Erinç yaptığı yazılı açıklamada, 24 Mart'ın, basın tarihinin kara günleri arasında şimdiden yerini aldığını söyledi.
Erinç, "Oysa aynı günün sabahı ifade özgürlüğünün önündeki engellerin kalkacağı ve gazetecilerin hapis cezasından kurtulacağı ümidini yaşama geçirmek amacıyla Ankara'ya gitmiştik. TBMM Adalet Komisyonu, Türk Ceza Yasasındaki kimi maddelerin değiştirilmesi konusunu ele almıştı. Biz de meslek örgütü temsilcileri olarak nelerin yapılması gerektiği konusunda bilgi sunuyorduk. Toplantı bittikten sonra çıktığımızda tam bir hayal kırıklığı yaşadık. Anayasa'nın, Basın Yasası'nın sansürü yasaklayan ve gazetecileri güvence altına aldığı söylenen maddeleri yok sayılmıştı. 12 Mart 1971 ara rejiminde, sıkıyönetim komutanının sokağa çıkma yasağı koyarak yaptığı yasak kitap arama baskını bu kez, ülkenin demokratik hukuk devleti olduğunun ısrarla vurgulandığı bir dönemde yapılmıştı.

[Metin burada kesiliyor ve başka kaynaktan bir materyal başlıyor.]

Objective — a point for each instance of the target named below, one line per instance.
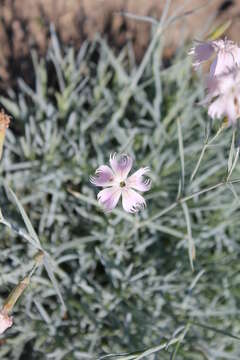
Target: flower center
(122, 184)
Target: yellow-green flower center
(122, 184)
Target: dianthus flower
(224, 95)
(227, 55)
(116, 182)
(5, 321)
(4, 124)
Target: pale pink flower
(116, 182)
(5, 321)
(224, 95)
(227, 55)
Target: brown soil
(24, 24)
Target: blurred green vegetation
(126, 279)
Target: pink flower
(224, 95)
(5, 322)
(227, 55)
(116, 182)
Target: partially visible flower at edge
(227, 55)
(4, 124)
(5, 321)
(116, 182)
(223, 96)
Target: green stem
(184, 199)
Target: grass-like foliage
(132, 284)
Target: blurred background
(24, 25)
(75, 97)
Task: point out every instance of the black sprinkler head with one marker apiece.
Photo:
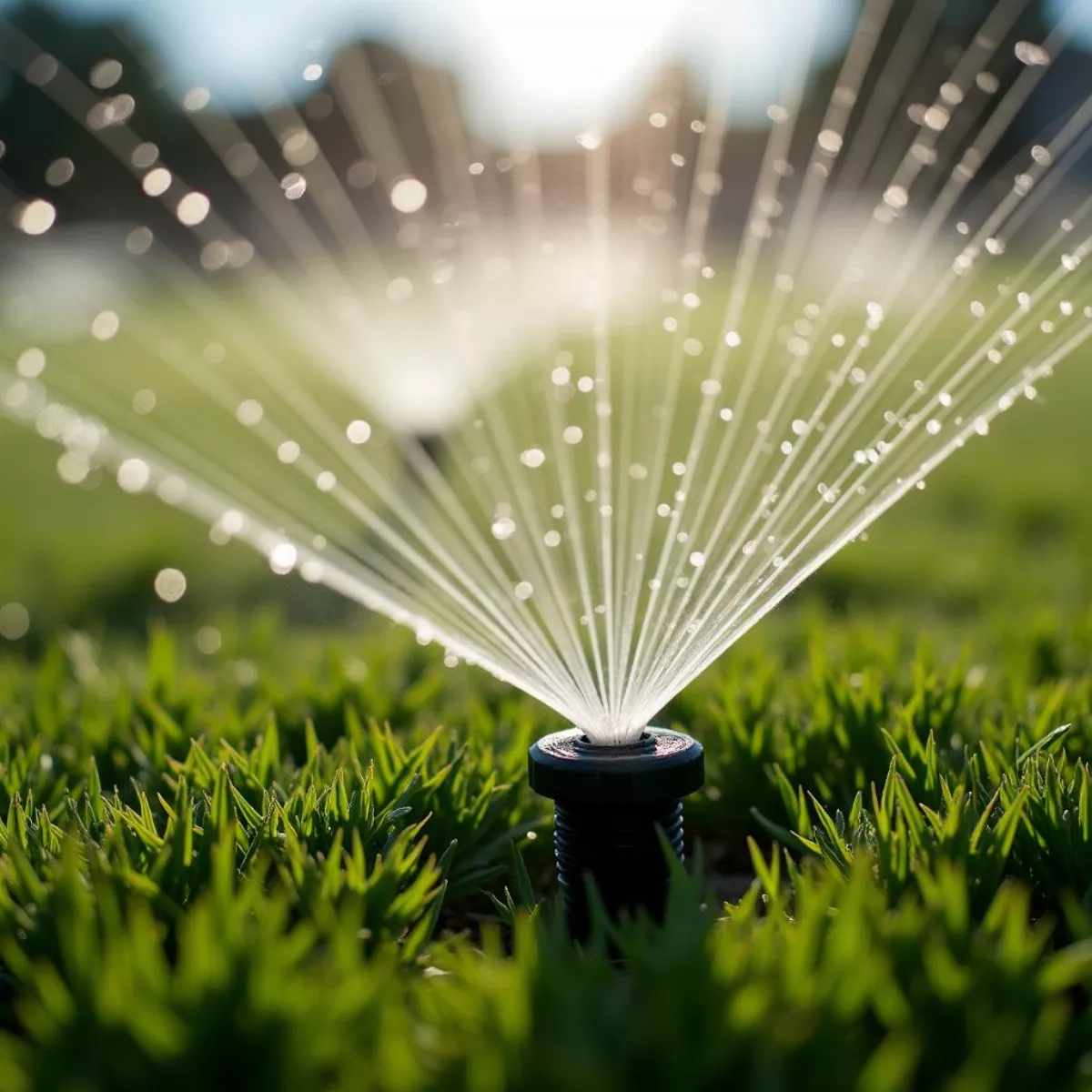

Basın Yayın Tarihimize, yayınlanmamış kitabın imha edilmesi gibi akıl ve hukuk dışı bir girişimin yaşandığı da eklenmişti. Bu ayıbı kimin düzelteceğini ne yazık ki bilemiyoruz. Elimizden gelen şey ise uygulamaya karşı çıkmak, kınamak ve ifade özgürlüğünü daha da karanlık bir sürecin beklediğini vurgulamak oluyor" dedi.